C'est Stephanos, l'éthiopien, qui s'exprime. Il tient une petite épicerie .Il se laisse un peu vivre au grès de ses amitiés, de ses lectures. Il relate, ici où là des éléments de son passé, de sa famille restée au pays, de son arrivée aux Etats-Unis, son difficile parcours d'émigrant.
Il y a beaucoup de sagesse et de sensibilité dans ce premier roman. Dinaw Mengestu, jeune américain d'origine éthiopienne, nous montre ici la réalité de l'exil et de la difficile intégration avec l'intelligence du ni top, ni pas assez.
Ils sont trois amis, africains d'origine. Et ils se réunissent aussi souvent qu'ils le peuvent pour ne pas perdre ce lien avec l'Afrique.
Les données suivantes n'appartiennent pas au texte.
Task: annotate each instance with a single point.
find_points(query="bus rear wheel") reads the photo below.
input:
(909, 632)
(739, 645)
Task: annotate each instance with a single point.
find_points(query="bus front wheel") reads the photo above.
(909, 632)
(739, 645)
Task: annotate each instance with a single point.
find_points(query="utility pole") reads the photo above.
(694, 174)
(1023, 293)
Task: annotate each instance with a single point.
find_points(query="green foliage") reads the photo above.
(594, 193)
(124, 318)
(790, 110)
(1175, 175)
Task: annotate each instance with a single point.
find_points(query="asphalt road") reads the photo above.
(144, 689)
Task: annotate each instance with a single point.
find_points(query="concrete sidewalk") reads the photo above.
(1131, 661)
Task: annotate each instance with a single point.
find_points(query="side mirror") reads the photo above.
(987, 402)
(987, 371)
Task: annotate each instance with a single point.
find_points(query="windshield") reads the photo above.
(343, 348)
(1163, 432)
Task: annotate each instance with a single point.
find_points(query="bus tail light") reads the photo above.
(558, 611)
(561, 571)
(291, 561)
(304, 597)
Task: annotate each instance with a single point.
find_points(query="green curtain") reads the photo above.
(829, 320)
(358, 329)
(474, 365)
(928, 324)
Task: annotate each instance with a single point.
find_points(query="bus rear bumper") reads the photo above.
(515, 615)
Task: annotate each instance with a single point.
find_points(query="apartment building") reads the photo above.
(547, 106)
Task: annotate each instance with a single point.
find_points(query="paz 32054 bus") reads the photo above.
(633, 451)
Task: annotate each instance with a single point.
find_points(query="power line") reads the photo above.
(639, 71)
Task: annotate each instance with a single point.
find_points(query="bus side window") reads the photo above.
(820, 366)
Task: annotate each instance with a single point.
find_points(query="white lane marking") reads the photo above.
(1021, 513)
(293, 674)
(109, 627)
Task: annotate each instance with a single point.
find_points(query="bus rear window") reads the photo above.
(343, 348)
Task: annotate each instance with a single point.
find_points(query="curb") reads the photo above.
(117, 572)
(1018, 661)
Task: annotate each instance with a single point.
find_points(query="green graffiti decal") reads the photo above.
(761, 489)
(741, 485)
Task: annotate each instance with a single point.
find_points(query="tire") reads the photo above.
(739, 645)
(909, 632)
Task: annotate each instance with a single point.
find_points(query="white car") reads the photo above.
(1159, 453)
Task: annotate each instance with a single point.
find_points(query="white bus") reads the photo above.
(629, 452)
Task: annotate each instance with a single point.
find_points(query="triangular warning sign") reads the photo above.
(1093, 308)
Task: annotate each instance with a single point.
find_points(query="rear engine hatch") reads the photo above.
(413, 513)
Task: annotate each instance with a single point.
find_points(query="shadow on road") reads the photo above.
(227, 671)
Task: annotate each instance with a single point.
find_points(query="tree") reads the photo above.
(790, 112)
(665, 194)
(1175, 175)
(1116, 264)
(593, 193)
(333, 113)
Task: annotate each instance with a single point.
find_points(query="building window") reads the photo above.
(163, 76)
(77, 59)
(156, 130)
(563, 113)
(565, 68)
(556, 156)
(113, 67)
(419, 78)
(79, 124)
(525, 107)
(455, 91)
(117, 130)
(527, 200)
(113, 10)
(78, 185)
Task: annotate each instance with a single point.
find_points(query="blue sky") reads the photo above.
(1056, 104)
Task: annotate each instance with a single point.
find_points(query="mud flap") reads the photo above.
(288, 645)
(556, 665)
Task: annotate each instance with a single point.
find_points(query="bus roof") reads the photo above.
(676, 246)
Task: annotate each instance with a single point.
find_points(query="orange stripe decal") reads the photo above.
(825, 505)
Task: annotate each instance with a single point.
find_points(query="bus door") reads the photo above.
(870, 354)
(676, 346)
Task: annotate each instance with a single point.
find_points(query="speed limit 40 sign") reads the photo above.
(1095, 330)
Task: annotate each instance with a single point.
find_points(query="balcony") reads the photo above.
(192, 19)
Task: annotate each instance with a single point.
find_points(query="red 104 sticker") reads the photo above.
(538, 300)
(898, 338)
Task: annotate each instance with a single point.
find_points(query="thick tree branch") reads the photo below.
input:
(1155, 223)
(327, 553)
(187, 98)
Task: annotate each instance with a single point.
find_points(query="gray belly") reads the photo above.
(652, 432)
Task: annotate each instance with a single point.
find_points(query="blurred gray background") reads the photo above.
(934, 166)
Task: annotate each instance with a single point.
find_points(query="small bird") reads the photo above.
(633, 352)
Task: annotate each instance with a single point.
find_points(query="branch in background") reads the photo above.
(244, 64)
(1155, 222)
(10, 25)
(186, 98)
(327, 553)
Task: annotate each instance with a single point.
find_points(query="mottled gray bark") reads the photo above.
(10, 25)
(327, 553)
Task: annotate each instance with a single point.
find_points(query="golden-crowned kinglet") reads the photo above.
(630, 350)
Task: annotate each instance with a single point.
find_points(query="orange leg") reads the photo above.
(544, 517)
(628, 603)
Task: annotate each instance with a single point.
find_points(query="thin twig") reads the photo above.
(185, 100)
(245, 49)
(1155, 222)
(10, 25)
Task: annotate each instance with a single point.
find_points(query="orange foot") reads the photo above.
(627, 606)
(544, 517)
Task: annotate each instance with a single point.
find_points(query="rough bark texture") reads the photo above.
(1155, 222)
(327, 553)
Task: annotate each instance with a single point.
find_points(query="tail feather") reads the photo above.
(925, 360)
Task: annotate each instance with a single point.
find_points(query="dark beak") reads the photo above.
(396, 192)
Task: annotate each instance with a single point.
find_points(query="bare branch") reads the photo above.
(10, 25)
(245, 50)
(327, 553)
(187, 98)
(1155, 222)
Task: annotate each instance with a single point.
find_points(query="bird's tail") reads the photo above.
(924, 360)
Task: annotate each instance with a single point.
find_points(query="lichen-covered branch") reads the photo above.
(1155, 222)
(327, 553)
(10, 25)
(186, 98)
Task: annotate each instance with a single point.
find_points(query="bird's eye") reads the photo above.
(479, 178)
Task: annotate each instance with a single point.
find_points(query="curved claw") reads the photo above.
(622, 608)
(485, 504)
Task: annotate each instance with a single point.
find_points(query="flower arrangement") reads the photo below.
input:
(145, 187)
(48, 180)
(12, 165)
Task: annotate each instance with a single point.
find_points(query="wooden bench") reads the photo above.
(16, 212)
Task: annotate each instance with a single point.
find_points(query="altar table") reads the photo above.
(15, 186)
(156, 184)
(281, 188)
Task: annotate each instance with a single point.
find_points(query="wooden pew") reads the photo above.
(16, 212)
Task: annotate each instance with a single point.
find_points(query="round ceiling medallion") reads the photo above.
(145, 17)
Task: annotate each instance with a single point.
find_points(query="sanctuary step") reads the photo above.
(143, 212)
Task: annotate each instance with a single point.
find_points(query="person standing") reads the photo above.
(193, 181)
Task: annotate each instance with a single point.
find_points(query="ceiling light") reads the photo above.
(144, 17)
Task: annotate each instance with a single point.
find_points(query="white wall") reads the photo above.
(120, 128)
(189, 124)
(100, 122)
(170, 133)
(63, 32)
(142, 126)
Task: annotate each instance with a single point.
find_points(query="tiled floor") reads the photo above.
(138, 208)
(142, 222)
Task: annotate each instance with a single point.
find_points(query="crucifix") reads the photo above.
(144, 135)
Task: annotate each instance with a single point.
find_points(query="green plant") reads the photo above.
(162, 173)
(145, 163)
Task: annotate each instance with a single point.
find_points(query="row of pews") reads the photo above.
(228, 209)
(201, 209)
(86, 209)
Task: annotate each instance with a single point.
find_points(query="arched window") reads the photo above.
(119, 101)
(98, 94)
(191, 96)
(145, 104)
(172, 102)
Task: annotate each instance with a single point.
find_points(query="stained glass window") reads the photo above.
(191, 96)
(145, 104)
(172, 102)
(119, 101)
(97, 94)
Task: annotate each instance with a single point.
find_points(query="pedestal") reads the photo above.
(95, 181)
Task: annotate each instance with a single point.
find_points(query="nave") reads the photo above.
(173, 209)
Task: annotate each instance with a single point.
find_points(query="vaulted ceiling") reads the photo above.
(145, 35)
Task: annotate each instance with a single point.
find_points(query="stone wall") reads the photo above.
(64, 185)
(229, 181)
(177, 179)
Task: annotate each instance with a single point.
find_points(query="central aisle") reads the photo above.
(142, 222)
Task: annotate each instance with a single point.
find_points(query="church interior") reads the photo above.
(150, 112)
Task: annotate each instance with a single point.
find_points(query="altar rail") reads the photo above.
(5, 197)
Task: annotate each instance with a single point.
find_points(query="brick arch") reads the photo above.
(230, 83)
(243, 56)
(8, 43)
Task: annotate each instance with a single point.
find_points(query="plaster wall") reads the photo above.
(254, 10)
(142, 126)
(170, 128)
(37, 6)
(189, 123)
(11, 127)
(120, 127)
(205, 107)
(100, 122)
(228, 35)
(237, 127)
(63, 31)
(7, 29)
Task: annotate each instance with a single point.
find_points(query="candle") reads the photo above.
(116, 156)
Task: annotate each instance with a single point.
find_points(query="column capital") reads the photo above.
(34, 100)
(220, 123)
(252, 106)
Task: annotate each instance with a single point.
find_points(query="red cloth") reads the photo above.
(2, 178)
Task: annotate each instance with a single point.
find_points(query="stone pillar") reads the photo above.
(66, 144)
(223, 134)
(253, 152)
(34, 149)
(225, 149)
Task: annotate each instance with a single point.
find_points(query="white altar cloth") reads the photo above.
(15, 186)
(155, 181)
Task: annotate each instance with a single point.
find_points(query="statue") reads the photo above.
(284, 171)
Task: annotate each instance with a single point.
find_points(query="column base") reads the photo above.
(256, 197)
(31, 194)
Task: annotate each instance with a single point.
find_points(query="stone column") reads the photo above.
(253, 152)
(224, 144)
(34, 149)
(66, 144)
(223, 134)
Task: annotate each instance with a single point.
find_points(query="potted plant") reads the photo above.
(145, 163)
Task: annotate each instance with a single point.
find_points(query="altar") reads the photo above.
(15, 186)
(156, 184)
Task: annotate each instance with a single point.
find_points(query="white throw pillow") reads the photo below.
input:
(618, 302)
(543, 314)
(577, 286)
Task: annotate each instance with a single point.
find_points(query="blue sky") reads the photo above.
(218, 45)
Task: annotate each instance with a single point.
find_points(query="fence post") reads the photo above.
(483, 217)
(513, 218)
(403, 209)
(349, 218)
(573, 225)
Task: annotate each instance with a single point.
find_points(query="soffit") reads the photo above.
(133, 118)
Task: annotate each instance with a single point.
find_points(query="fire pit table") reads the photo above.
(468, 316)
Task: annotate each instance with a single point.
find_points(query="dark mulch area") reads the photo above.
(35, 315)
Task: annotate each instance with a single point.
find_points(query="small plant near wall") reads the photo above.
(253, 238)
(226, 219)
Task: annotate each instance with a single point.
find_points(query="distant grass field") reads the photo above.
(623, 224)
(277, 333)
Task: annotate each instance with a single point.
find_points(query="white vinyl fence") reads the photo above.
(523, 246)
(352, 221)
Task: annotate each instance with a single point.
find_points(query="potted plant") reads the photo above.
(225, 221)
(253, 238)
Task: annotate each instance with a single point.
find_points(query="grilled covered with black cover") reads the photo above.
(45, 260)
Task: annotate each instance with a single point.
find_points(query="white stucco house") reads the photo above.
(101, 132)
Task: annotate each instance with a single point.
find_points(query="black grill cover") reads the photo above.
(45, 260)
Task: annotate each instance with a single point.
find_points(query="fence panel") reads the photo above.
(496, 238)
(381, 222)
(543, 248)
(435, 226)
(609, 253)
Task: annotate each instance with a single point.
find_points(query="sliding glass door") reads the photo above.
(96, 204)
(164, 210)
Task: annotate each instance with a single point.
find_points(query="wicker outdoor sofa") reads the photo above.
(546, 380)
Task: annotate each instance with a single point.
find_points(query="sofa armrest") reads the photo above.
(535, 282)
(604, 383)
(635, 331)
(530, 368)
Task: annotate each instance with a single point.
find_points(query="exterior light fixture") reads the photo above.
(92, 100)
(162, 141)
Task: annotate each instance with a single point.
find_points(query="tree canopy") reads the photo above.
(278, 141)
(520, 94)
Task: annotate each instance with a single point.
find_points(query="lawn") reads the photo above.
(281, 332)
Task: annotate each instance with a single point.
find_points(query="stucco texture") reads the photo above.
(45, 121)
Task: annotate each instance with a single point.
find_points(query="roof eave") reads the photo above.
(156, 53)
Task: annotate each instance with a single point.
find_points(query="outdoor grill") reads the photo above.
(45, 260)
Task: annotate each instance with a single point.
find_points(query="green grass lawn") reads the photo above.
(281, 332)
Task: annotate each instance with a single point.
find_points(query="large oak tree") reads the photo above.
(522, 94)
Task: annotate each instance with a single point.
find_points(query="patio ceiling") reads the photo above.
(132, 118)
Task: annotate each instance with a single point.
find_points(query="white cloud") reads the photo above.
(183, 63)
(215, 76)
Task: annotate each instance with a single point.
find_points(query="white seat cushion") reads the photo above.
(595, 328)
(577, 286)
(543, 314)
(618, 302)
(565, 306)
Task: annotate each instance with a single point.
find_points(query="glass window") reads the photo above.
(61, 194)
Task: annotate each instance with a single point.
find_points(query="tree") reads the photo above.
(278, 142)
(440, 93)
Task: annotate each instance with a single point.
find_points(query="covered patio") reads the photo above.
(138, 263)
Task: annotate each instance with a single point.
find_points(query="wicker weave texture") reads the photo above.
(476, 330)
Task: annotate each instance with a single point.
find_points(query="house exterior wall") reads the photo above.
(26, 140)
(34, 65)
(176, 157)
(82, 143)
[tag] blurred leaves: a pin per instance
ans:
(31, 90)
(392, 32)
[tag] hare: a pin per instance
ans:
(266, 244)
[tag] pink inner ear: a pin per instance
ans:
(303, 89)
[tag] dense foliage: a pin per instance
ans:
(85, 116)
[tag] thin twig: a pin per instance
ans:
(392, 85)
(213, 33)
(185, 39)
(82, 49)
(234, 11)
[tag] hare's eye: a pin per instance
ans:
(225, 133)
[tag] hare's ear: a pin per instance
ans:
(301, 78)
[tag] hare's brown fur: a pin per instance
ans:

Leur vie non loin de Washington n'est le paradis espéré quand on s'exile, mais pas non plus l'enfer. Cette vie est faite de hauts et de bas, d'ambitions non abouties, mais la vie tient. Stéphanos se prend d'amitié pour une nouvelle voisine, arrivée dans un quartier en pleine mutation pas tout à fait prêt à accepter ses enfants issus des mariages mixtes. La difficile intégration est décrite avec beaucoup de pudeur et de justesse.
L'ouvrage se lit en douceur, au rythme de son écriture : sans accroc, ni galop. Il est écrit avec un peu de langueur africaine, mais je n'y ai vu ni mièvrerie, ni ennui.
Un auteur prometteur, qu'il me sera plaisant de suivre.
Lien : http://leblogdemimipinson.bl..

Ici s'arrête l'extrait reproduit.